Career Stories

3 min read

I left gaming for cybersecurity—here's how it changed my life

Why I traded video game leaderboards for real-world hacking.

KyserClark Hassassin, Mar 13,
2025

Stand in one spot, slice meat, and hand it to strangers. That was my life at a buffet-style restaurant as a young adult. I carved ham and turkey while day-dreaming about the next game I was going to purchase when I got my paycheck.

Fast forward to today: I’m a penetration tester, hacking systems instead of hacking my way through video game leaderboards. 

That shift didn’t happen overnight. 

How security became my new game

After my restaurant stint, I moved into industrial labor jobs—sandblasting, asbestos removal, painting oil refineries. If there was a job that made you question your life choices while wearing a hazmat suit, I probably did it.

It paid the bills and funded my hobbies, but every winter, I faced the same problem: layoffs.

College didn’t feel right for me at the time, so I took a different route: the U.S. Air Force.

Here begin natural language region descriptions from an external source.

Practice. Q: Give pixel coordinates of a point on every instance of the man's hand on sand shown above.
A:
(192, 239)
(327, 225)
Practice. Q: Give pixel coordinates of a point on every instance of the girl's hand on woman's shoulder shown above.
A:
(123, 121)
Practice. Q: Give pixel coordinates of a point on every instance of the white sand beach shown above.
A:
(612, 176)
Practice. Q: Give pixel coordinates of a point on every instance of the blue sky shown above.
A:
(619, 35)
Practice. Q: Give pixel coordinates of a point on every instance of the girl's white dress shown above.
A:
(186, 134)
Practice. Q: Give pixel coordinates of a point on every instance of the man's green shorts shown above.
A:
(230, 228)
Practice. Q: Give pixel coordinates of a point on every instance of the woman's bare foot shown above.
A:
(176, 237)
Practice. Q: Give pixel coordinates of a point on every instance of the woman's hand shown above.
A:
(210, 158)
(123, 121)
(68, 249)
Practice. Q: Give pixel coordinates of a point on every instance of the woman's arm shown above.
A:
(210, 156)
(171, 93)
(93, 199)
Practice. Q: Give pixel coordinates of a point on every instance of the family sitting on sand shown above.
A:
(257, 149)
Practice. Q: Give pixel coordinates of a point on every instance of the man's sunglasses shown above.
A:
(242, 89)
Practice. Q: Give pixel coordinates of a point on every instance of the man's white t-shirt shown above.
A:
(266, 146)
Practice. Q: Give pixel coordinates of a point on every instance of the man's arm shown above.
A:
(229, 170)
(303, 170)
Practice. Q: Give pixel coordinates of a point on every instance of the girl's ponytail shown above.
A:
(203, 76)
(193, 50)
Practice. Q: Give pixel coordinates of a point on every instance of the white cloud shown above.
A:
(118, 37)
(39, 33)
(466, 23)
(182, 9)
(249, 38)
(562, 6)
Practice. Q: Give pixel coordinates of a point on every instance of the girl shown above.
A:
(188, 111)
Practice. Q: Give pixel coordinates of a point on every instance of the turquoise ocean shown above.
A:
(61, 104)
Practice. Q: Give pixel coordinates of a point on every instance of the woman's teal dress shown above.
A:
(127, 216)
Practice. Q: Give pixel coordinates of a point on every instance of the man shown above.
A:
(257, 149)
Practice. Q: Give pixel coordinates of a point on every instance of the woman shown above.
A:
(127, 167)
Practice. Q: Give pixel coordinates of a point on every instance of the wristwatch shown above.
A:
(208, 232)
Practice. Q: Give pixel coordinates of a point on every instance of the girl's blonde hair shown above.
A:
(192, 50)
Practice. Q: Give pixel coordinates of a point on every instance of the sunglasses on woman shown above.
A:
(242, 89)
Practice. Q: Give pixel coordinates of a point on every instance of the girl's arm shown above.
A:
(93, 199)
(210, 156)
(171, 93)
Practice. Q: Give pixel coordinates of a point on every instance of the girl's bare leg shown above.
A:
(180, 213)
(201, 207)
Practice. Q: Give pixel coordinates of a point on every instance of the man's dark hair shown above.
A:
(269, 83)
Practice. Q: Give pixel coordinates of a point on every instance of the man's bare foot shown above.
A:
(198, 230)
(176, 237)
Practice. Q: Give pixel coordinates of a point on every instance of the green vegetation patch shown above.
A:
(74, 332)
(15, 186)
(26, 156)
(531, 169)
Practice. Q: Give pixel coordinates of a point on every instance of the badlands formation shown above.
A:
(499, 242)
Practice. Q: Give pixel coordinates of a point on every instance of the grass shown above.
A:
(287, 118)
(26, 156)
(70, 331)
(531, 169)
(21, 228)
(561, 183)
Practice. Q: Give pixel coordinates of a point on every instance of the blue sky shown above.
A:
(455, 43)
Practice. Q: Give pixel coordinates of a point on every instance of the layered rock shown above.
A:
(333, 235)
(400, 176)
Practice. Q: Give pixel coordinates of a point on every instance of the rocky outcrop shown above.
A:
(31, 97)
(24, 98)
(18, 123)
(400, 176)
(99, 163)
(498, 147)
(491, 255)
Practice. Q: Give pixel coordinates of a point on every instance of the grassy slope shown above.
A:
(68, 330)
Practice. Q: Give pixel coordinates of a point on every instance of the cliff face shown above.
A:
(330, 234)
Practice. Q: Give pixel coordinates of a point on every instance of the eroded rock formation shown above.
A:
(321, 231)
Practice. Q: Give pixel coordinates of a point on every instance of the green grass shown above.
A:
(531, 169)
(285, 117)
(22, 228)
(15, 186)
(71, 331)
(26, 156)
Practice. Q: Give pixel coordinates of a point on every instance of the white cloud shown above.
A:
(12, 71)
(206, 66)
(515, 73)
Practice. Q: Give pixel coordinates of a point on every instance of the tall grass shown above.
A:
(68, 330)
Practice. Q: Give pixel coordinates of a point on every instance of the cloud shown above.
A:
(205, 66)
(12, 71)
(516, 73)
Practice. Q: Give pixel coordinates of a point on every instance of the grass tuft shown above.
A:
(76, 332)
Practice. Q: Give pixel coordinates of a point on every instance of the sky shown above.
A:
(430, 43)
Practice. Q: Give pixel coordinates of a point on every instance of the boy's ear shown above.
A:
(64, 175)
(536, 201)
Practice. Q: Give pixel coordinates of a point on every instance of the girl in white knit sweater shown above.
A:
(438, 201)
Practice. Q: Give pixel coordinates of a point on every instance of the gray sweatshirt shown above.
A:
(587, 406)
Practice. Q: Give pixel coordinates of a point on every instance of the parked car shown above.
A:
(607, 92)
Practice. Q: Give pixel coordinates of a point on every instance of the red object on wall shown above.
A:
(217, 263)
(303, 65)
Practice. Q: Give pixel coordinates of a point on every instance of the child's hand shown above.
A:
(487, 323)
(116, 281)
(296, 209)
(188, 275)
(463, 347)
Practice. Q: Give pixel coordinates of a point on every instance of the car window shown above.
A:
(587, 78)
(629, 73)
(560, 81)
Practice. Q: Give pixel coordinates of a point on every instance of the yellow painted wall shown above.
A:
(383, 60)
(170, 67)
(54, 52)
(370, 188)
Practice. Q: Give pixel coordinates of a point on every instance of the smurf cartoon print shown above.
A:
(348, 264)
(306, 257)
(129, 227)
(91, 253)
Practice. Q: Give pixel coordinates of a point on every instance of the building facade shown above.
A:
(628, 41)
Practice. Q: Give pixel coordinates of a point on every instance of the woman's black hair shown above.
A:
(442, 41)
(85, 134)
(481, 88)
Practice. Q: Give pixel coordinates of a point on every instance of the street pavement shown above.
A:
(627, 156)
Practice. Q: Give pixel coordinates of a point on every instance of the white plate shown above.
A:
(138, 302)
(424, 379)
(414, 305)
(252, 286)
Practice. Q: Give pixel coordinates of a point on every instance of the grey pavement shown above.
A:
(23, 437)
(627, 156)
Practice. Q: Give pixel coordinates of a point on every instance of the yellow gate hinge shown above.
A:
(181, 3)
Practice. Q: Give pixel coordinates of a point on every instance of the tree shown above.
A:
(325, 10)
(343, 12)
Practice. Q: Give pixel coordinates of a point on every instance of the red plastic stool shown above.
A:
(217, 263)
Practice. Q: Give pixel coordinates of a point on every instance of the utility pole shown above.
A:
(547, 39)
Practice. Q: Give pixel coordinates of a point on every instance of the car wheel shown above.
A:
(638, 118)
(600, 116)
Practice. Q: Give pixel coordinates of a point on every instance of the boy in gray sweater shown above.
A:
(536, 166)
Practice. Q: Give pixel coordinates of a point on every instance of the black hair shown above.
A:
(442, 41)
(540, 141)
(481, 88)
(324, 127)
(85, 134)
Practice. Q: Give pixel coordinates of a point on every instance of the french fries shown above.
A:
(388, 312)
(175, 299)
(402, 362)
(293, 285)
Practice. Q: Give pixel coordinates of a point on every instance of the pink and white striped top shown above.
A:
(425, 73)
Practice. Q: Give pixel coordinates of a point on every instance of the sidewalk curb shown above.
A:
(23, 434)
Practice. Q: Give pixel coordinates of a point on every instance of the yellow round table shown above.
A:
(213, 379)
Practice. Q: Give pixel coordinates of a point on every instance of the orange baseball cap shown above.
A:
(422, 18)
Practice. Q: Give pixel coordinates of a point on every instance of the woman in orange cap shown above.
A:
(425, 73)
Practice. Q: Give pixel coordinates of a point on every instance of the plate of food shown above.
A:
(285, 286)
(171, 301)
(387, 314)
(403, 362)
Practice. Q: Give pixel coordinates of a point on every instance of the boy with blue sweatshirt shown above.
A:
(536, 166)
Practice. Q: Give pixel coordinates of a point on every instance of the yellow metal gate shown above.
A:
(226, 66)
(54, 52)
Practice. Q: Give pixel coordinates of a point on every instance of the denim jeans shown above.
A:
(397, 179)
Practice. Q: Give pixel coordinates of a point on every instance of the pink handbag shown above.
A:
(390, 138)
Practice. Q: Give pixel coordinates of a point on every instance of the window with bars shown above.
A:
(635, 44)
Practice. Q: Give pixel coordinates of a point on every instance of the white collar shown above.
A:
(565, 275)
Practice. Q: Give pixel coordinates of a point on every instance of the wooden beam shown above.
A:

They trained me from the ground up, paid for my certifications, and gave me real-world experience before I ever stepped into the private sector.

It didn’t take long for me to notice the parallels to gaming. The problem-solving, the challenges, the thrill of quickly figuring out how things work—it felt familiar.

The only difference was that I could see a way to make an impact and get financial stability.
And that gave me the motivation to level up in the real world; it helped me obtain certs, knowledge, and experience that catapulted my career into a six-figure salary. 

Bringing the gamer mindset to security

Gaming already primed me for problem-solving, persistence, and (let’s be honest) an unhealthy tolerance for sitting at a screen for hours.

What happened when I applied the same traits to security, especially hacking?

My career started to feel “gamified”—but with real-world consequences, risks, and rewards.

  • Instead of grinding for loot, I was grinding for certifications.

  • Instead of 100% completion on games, I was competing to ace Hack The Box Seasons challenges, which made learning more fun and competitive.

  • Instead of outplaying opponents in Call of Duty, I was thinking of outsmarting security systems and threat actors.

  • Instead of figuring out how to get the best loot in Fallout, or get the maximum damage out of my Mortal Kombat kombos, I was learning how to ethically exploit vulnerabilities to secure real-world systems.

It turns out a refusal to give up easily coupled with the ability to problem-solve, analyze patterns, and think outside the box—core gaming skills—make you a better hacker. Many gamers already have the perfect mindset for security—they just don’t realize it yet.

So…do you have to quit gaming?

This doesn’t mean everyone should quit gaming entirely. But losing a little gaming time is a requirement for success in this field. 

Don’t worry, you can still play games in moderation to relax after long study sessions or to celebrate your wins. But, if you’re spending five hours a night in ranked matches while telling yourself you don’t have time to study for Security+, maybe it's time to free up some hours for your career.

So if you’re a gamer with an itch to solve puzzles, break things, and build a career that doesn’t involve standing in one place slicing turkey for strangers, maybe it’s time to pick up a different kind of controller.

Because let’s be real—if you’re passionate enough, cybersecurity can be the ultimate open-world game.